De janeiro de 1997 a dezembro de 2005, 21 pacientes com fratura-avulsão do ligamento cruzado posterior do joelho, na sua inserção tibial, foram submetidos a tratamento cirúrgico. 16 pacientes eram do sexo masculino e 05 pacientes eram do sexo feminino. A idade dos pacientes variou de 15 a 53 anos, média foi de 30 anos e 57% das lesões foram secundária a acidentes motociclísticos. (Quadro 1).


O diagnóstico da lesão foi feito através de radiografias do joelho nas incidências de AP e Perfil e exame físico realizado durante o atendimento inicial no pronto-socorro e durante o ato operatório. Na Figura 2-A observa-se, na radiografia de perfil do joelho, a avulsão do fragmento osseo do LCP na sua inserção tibial. Nesta casuística não foram identificadas lesões ligamentares periféricas que necessitassem de correção cirúrgica.

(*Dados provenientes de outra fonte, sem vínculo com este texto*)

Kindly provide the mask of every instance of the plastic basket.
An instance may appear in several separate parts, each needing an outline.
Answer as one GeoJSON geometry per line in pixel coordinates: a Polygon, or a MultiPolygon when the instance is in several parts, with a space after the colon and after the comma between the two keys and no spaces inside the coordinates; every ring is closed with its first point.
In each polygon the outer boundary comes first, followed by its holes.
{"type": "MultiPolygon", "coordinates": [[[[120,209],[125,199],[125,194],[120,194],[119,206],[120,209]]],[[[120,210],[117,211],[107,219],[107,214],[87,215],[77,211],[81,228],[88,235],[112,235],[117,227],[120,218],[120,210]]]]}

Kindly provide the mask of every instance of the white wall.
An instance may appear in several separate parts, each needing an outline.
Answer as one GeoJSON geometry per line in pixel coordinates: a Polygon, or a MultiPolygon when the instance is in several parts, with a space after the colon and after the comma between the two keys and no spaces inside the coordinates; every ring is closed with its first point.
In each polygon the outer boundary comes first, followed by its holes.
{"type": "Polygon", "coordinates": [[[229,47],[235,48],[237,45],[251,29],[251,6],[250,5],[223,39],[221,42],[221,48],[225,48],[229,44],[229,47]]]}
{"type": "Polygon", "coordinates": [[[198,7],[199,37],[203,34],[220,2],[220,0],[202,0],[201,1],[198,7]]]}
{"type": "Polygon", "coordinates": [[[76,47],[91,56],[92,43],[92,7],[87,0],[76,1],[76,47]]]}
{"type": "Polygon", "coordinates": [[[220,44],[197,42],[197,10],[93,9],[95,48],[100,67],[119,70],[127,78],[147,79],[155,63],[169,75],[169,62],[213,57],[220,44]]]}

Descrição da técnica cirúrgica

Paciente anestesiado era posicionado em decúbito ventral horizontal e membro inferior a ser operado era mantido com garrote pneumático durante o procedimento. Em 6 casos, foi utilizada a via de acesso de Trickey(5) ("S") e em 15 casos, uma incisão simplificada descrita por Burks(1) ("L" invertido) (Figuras 1A e 1B).


Após a incisão da pele, a porção medial do músculo gastrocnêmio era rebatida lateralmente, e a seguir realizada artrotomia medial e identificação do fragmento ósseo do LCP avulsionado do seu leito tibial. (Figuras 2-B e 2-C).

A fixação do fragmento ósseo foi realizada sempre que possível com síntese rígida (parafusos e arruela), conforme apresentado na Figura 2-B e C. Entretanto, em um caso, onde o fragmento ósseo era muito pequeno, e outros 2 pacientes onde a placa epifisária estava aberta foi utilizada a fixação através de amarrilha trans-óssea com fio de Ethibond nº 5 (Figura 3-A e B).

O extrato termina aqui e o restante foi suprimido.